Vincent Brown, the Charles Warren Professor of History and Professor of African and African American Studies at Harvard, noted that archival context is important, and can be easy to lose with digital materials.

At the symposium, Brown said that “there is virtue in looking through archives and seeing what items are adjacent to each other,” as well as thinking about why and how they were placed where they are.

“Sometimes using a keyword search doesn’t tell you any of those things,” he said. “How are we going to train people to ask questions of these materials that will make them as informative and accessible as they need to be?”

 As they ponder this question, Harvard’s archivists are doing ongoing work to make the digitized materials usable by as many people as possible.

Creating the curated website with users in mind was a huge first step, said Sniffin-Marinoff.
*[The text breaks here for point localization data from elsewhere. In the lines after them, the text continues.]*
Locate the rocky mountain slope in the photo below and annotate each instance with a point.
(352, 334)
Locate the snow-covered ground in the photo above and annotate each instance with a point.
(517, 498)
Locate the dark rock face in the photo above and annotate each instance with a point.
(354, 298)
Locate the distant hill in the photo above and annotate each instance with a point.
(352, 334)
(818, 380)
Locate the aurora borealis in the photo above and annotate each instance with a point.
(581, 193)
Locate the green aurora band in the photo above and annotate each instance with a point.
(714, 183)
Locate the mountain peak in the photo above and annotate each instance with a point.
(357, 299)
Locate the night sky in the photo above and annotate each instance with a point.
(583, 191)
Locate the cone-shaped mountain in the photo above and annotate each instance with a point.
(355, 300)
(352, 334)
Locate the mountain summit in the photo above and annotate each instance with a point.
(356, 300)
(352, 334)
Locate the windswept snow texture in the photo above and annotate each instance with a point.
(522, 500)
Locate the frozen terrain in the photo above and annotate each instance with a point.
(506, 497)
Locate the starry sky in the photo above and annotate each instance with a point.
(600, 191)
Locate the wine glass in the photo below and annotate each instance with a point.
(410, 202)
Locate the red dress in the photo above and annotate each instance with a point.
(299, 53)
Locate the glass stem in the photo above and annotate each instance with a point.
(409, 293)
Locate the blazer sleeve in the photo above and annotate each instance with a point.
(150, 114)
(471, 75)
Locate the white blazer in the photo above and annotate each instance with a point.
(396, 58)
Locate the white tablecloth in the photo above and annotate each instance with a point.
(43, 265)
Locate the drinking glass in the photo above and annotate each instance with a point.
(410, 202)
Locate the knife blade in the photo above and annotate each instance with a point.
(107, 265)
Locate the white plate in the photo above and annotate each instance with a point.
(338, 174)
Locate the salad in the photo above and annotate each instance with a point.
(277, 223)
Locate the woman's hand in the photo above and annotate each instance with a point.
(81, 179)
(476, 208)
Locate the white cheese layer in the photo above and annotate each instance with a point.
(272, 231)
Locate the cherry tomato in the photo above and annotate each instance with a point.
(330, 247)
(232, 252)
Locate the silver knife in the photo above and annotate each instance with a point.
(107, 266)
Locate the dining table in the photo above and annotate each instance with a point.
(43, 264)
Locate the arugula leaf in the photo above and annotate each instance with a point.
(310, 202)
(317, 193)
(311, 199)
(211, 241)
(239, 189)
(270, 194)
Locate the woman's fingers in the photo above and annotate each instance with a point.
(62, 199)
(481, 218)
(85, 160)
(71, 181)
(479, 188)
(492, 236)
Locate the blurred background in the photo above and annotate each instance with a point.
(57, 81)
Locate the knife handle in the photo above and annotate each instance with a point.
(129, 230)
Now they are working to improve accessibility by transcribing a selection of the collection’s written materials. The transcribed texts will also serve to automate handwriting recognition in the future, further expanding accessibility.

Associate University archivist for community outreach Ross Mulcare is also eager to engage a variety of communities with the digital “Worlds of Change” collection. He is working on creative ways to connect collection materials with students, scholars, and researchers around the world.

“All of the complexities of early American history are represented in the ‘Worlds of Change’ materials,” Mulcare said. “Analyzing and explaining those complexities is the task of researchers of all types and all perspectives, and I’m excited to see what new insights into the period are generated from these materials.”

Sniffin-Marinoff agreed.

“This period was far more complex than most of us learned about in high school,” she said, “and that is becoming clearer the more historians dig into collections like this one. I think this is part of a turning point to completely reassess this period in American history.”